By Regina Stracqualursi
Sin taxes are taxes placed on activities or goods deemed harmful to society, such as cigarettes, alcohol, and gambling. This type of tax can reduce the overall consumption of harmful goods and activities, while still serving as revenue for the government.
“It is designed to generate revenue from something that might have a negative cost on society,” said Thomas Shohfi, assistant professor in the Lally School of Management at Rensselaer Polytechnic Institute, who recently led research that found that such taxes have negative consequences on those not paying them. The study builds upon Shohfi’s previous work utilizing alternate data sources to gain new insights.
Conducted in collaboration with researchers from Arizona State University and North Carolina State University, the research zeroed in on the taxicab market in New York City, looking at ride-level data from a period of time before and after the federal tax on cigarettes was raised, and found that riders, in turn, faced other penalties, such as being charged a higher rate.

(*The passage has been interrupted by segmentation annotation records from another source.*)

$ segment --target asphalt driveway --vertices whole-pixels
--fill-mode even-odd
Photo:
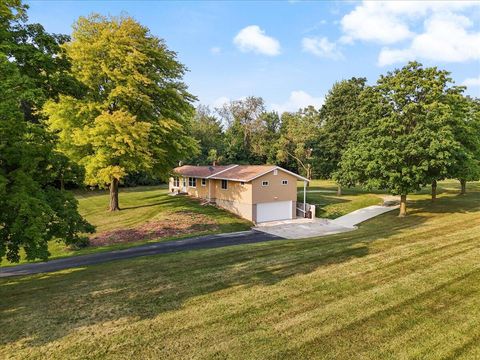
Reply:
[[[113,260],[130,259],[139,256],[167,254],[179,251],[212,249],[218,247],[253,244],[280,240],[280,236],[249,230],[229,234],[198,236],[182,240],[151,243],[123,250],[106,251],[96,254],[72,256],[47,262],[0,267],[0,278],[53,272],[73,267],[104,263]]]

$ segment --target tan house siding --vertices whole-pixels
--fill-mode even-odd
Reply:
[[[215,200],[215,203],[219,207],[225,210],[228,210],[234,214],[237,214],[243,217],[244,219],[254,221],[252,204],[246,204],[238,201],[223,200],[223,199],[217,199]]]
[[[250,166],[248,168],[240,166],[234,166],[231,169],[226,170],[223,174],[231,179],[242,179],[241,176],[250,174],[257,169],[258,166]],[[253,169],[253,170],[252,170]],[[204,169],[195,168],[193,170],[203,171]],[[192,170],[192,171],[193,171]],[[261,170],[261,169],[260,169]],[[268,171],[268,166],[267,170]],[[275,172],[277,173],[275,175]],[[228,175],[231,173],[230,175]],[[205,176],[195,175],[193,176]],[[173,177],[170,179],[170,190],[177,191],[183,190],[183,179],[186,182],[187,194],[211,200],[215,202],[219,207],[224,208],[234,214],[237,214],[245,219],[256,222],[257,220],[257,204],[260,203],[274,203],[276,201],[291,201],[292,202],[292,217],[296,217],[296,205],[297,205],[297,177],[282,169],[272,169],[267,174],[261,175],[258,178],[250,182],[240,182],[234,180],[228,181],[228,188],[222,189],[222,180],[220,179],[222,173],[219,173],[217,179],[206,179],[206,185],[202,186],[202,178],[198,177],[196,187],[188,186],[188,176],[186,174],[180,175],[179,187],[173,187]],[[248,179],[248,177],[246,178]],[[282,181],[286,180],[288,183],[283,185]],[[268,181],[267,186],[262,186],[263,181]],[[275,206],[273,206],[275,208]]]
[[[282,185],[287,180],[287,185]],[[262,181],[268,181],[268,186],[262,186]],[[282,170],[277,175],[273,171],[252,181],[252,203],[297,200],[297,178]],[[293,212],[295,213],[295,212]]]
[[[238,181],[228,181],[227,189],[222,189],[222,180],[214,180],[215,199],[236,201],[243,204],[252,203],[252,184],[244,183],[243,185]]]

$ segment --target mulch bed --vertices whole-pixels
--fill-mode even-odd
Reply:
[[[139,240],[153,240],[204,230],[216,230],[218,226],[210,217],[191,211],[179,211],[161,220],[149,221],[130,229],[104,231],[90,238],[90,246],[104,246]]]

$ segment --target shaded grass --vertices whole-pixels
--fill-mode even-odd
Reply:
[[[471,190],[478,189],[475,183],[469,184]],[[437,195],[456,196],[460,191],[459,182],[454,180],[440,181]],[[409,194],[409,200],[429,199],[431,189],[426,187],[415,194]],[[367,191],[361,187],[342,189],[342,195],[337,195],[337,185],[332,180],[312,180],[307,188],[307,203],[316,206],[316,217],[335,219],[352,211],[372,206],[381,205],[383,197],[389,195],[380,190]],[[299,202],[303,202],[303,183],[298,184]]]
[[[2,280],[0,358],[478,358],[475,187],[355,232]]]
[[[243,231],[251,228],[252,223],[229,213],[228,211],[214,206],[202,206],[199,201],[187,196],[169,196],[165,186],[141,186],[120,190],[121,211],[108,212],[109,194],[107,191],[76,191],[75,196],[79,202],[79,211],[91,224],[96,226],[96,234],[102,232],[132,229],[149,221],[165,220],[175,213],[197,213],[209,217],[215,224],[206,230],[167,236],[158,239],[127,243],[117,243],[105,246],[90,246],[84,249],[71,249],[59,241],[49,243],[50,259],[96,253],[108,250],[125,249],[132,246],[142,245],[149,242],[170,241],[186,237]],[[175,216],[178,219],[178,216]],[[201,225],[201,224],[200,224]],[[198,226],[202,227],[202,226]],[[27,262],[22,257],[20,263]],[[3,261],[2,266],[16,264]]]

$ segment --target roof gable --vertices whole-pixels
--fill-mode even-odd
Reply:
[[[183,176],[201,177],[207,179],[222,179],[230,181],[250,182],[274,170],[283,171],[297,179],[308,179],[276,165],[227,165],[227,166],[192,166],[184,165],[174,169],[174,172]]]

“One of those unintended consequences, especially with excise taxes, is the potential for people to believe the targeted taxes are unfair, to believe someone else should pay for it, and to change their behavior to make others pay for the increased tax,” said Shohfi.
The research provides insight into why the fraudulent behavior takes place in the wake of sin taxes, including the notion that such taxes are unfair and the consequential desire for people to want someone else to pay for it. “People feel like they’re negatively impacted by this so they take it out on other people,” said Shohfi.